(Cupcakes from Whole Foods)
If you've read this blog around this time of year in years past, you'll know that I really, really don't like Halloween. At ALL.
This year I'm feeling a little less bah-humbug about it, though. Maybe it's all the Ghost Whisperer reruns I've been watching. Or maybe trying to focus on the creative aspects of Halloween (rather than the morbid and gory) is making it more positive for me.
Take food. All you have to do is browse through Halloween entries on Foodgawker.com to appreciate how creative people can be with culinary celebrations of Halloween. Inspired, I turned a quest to develop a moist, dense amaretto-laced cake into this Ghost Cake with white chocolate buttercream frosting. It was yummy.
Then there's music. NPR has this Halloween music mix and a list of "Tunes That Terrify" to get people in the mood, and a Halloween music puzzle that, I am horrified to admit, totally stumped me.
I don't like scary movies at all, but I've always enjoyed a good ghost story. In honor of New England author Mary Wilkins Freeman, who was born on Halloween in 1852, here's a list of spooky stories to enjoy on Halloween night or some dark, stormy night when you're curled up under a blanket and there's a fire crackling in the fireplace. Most of these are available online.
The Man Who Found Out by Algernon Blackwood
Mrs. Zant and the Ghost by Wilkie Collins
The Signal-Man by Charles Dickens
The Captain of the Polestar by Arthur Conan Doyle
The Lost Ghost by Mary Wilkins Freeman
Of a Promise Broken by Lafcadio Hearn
Pigeons from Hell by Robert E. Howard
The Adventures of the German Student by Washington Irving
The Lovely House and The Haunting of Hill House by Shirley Jackson
The Monkey's Paw by W.W. Jacobs
The Whisperer in Darkness by H.P. Lovecraft
The Apparition and The Wolf by Guy de Maupassant
Four Ghost Stories and The Shadow in Moonlight by Mary Molesworth
By E. Nesbit: Man-size in Marble, John Charrington's Wedding, From the Dead, and The Power of Darkness
The Black Cat by Edgar Allan Poe
The Body-Snatcher by Robert Louise Stevenson
A Ghost Story by Mark Twain
The Canterville Ghost by Oscar Wilde
Halloween gives us a chance not only to read about fascinating characters and other worlds but also to enter into some of those fictional worlds by becoming characters ourselves.

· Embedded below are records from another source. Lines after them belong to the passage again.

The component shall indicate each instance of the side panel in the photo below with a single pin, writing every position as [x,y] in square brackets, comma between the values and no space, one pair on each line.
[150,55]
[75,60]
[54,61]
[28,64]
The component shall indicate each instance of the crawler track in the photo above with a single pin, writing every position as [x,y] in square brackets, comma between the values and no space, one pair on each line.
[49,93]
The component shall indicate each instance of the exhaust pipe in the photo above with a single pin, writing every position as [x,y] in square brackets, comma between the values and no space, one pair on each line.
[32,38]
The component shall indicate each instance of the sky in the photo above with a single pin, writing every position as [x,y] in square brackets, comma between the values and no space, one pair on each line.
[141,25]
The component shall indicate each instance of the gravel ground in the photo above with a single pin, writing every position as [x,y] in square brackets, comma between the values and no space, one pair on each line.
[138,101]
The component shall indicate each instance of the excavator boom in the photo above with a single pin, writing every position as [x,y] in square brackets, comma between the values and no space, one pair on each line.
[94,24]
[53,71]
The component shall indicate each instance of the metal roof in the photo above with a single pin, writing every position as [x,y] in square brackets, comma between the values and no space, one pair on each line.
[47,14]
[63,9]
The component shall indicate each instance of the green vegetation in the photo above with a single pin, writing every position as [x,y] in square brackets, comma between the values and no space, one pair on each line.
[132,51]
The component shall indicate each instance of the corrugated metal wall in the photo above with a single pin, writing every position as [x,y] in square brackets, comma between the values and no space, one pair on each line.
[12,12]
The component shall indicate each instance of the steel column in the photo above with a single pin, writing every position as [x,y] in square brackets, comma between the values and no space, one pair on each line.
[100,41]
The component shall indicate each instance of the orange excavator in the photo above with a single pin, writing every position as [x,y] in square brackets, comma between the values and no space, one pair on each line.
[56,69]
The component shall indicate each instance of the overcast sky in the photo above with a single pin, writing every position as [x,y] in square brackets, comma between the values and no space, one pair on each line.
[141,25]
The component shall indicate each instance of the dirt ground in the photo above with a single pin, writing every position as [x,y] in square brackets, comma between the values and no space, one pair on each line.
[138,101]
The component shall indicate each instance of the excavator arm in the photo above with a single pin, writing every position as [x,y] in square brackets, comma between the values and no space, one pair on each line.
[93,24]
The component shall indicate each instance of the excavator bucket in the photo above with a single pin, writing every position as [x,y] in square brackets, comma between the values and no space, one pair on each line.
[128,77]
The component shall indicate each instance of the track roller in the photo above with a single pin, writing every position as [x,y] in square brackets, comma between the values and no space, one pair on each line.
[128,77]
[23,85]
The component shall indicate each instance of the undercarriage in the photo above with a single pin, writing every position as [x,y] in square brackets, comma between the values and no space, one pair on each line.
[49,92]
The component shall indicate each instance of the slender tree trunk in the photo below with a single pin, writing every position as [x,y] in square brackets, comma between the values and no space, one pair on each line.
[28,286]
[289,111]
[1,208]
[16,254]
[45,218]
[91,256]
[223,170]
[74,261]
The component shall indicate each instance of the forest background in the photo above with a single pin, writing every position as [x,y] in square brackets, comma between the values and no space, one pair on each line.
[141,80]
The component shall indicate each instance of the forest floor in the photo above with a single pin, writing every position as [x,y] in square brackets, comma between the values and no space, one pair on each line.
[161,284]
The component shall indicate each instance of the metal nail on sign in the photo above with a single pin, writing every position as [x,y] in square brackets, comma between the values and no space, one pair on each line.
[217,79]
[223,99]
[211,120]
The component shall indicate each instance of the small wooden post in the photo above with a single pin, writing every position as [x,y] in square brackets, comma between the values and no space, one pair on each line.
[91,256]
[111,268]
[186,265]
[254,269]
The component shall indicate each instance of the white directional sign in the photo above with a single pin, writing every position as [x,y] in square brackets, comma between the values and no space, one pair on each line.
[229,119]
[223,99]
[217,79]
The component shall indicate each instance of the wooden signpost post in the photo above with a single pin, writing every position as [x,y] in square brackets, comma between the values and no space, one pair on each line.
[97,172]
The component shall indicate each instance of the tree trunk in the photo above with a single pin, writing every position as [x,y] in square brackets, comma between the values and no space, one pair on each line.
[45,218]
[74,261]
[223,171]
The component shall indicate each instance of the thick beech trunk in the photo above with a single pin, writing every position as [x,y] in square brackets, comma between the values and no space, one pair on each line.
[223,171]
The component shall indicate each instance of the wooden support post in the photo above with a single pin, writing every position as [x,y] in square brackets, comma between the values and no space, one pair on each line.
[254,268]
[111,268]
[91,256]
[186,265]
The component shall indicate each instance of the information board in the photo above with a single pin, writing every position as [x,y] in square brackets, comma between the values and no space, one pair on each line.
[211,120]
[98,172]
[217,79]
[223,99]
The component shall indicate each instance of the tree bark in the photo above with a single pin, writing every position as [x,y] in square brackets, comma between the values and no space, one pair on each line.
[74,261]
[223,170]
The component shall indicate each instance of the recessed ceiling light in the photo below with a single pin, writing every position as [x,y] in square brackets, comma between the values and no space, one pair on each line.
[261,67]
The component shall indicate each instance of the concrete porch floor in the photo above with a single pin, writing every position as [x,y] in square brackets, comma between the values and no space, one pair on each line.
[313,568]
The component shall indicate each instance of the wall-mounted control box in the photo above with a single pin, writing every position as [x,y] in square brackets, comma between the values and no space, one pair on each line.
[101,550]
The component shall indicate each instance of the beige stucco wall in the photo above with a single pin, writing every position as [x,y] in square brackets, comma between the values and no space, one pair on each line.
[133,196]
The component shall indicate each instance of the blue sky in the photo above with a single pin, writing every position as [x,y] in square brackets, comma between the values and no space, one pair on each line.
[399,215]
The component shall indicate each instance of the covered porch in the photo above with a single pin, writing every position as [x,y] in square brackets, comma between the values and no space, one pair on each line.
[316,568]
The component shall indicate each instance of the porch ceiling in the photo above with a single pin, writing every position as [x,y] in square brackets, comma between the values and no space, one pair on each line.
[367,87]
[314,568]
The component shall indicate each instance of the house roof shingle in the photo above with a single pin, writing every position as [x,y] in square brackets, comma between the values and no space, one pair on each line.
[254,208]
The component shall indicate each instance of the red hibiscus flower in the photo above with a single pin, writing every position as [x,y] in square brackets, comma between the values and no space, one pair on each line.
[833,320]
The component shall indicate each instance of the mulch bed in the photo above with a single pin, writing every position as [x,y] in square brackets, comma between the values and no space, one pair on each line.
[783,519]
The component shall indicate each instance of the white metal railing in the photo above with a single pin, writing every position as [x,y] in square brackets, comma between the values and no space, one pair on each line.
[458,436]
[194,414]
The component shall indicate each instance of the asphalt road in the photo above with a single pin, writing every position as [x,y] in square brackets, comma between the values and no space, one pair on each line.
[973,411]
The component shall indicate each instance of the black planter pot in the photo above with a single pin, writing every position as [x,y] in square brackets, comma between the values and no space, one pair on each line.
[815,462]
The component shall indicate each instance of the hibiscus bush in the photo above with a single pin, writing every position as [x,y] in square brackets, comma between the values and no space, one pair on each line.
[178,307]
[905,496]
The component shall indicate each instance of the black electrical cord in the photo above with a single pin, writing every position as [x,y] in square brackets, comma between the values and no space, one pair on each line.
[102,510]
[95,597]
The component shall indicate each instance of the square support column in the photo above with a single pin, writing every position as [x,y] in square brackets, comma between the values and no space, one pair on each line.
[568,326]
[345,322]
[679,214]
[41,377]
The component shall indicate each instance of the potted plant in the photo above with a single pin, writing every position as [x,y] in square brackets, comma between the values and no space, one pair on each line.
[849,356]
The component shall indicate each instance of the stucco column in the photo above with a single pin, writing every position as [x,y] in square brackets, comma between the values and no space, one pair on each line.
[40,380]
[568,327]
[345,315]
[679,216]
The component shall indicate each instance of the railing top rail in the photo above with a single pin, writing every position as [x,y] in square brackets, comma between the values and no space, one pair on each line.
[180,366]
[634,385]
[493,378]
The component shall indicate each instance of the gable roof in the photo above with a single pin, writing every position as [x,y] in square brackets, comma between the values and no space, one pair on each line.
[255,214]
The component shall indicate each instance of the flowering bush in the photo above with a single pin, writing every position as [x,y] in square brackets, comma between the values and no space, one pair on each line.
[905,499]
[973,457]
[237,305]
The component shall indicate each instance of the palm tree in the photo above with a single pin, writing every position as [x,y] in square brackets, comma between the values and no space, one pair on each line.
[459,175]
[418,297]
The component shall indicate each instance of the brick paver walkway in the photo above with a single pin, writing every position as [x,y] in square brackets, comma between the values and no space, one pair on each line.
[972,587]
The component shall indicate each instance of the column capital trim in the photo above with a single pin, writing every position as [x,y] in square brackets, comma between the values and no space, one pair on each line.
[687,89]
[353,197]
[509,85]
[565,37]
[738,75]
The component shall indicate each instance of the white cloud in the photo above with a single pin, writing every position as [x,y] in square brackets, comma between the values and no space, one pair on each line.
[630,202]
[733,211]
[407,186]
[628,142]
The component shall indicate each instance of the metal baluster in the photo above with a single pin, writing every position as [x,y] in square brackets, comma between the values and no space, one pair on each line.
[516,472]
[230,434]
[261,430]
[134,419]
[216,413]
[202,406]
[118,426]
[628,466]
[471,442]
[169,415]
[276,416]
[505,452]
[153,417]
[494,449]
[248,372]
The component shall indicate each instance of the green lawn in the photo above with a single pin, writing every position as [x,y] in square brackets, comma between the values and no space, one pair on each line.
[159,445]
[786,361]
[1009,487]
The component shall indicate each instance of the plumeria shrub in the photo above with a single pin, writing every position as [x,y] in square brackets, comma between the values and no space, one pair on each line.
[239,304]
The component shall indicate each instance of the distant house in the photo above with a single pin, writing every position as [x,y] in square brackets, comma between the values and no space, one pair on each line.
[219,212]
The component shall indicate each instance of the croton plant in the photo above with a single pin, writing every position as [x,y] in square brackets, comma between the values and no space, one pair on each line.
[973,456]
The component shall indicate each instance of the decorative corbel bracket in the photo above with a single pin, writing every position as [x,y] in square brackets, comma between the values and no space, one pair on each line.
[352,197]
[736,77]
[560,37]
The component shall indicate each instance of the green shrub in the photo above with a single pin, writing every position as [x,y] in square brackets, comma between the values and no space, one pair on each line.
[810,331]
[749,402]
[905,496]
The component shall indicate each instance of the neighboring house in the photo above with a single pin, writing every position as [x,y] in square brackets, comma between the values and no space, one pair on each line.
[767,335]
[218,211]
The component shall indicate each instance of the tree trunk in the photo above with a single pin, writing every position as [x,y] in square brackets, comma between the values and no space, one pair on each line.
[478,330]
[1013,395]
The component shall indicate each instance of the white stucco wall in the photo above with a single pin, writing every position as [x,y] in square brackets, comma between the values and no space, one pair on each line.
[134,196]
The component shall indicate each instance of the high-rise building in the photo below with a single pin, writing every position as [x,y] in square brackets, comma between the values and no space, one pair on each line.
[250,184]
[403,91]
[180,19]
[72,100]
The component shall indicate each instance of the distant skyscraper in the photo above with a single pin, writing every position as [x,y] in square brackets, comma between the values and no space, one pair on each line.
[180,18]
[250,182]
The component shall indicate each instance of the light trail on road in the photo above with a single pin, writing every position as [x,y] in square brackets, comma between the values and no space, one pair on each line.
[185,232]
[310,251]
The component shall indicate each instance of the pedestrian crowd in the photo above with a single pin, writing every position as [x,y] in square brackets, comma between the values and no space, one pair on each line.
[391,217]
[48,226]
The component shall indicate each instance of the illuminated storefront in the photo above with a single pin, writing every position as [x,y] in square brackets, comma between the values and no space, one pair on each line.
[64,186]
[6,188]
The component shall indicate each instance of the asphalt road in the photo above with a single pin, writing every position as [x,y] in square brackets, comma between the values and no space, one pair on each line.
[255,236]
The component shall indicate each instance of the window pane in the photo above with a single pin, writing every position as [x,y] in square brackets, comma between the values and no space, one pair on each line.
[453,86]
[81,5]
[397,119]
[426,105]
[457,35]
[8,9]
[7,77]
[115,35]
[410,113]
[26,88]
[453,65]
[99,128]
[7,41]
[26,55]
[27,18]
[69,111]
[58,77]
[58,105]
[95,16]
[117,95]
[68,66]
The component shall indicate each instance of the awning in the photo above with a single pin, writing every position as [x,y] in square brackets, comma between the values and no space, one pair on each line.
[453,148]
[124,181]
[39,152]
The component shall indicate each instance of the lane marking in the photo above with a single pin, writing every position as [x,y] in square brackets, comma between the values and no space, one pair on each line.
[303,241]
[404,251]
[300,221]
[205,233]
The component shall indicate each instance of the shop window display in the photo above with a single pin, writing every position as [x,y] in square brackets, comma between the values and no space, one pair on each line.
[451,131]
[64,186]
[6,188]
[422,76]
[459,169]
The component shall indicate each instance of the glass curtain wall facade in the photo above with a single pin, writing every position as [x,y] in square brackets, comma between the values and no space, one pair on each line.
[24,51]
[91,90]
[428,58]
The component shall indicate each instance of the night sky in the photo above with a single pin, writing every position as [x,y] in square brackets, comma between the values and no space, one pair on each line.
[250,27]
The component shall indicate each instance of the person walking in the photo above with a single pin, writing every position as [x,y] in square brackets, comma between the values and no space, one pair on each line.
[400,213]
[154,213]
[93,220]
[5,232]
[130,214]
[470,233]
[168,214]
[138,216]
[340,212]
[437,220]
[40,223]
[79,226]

That's one aspect of Halloween I like - the costumes. I enjoy seeing what my friends and family choose each year, and I have to admit I have a little escapist fun dressing up. How do people go about picking their costumes? Favorite books, shows? This year my daughter is pulling off a wonderful "Abby Sciuto" from the show NCIS. I saw some folks show up to a costume party as "rescued Chilean miners." I was boring and went to this costume party in an Indiana Jones hat, but I still had fun.
Finally, there's one more spirit-building treat I revisit each year: this addicting online pumpkin carving activity. Halloween. Love it, or hate it? Hope you can enjoy it this year, however you usually feel about it. HAPPY HALLOWEEN!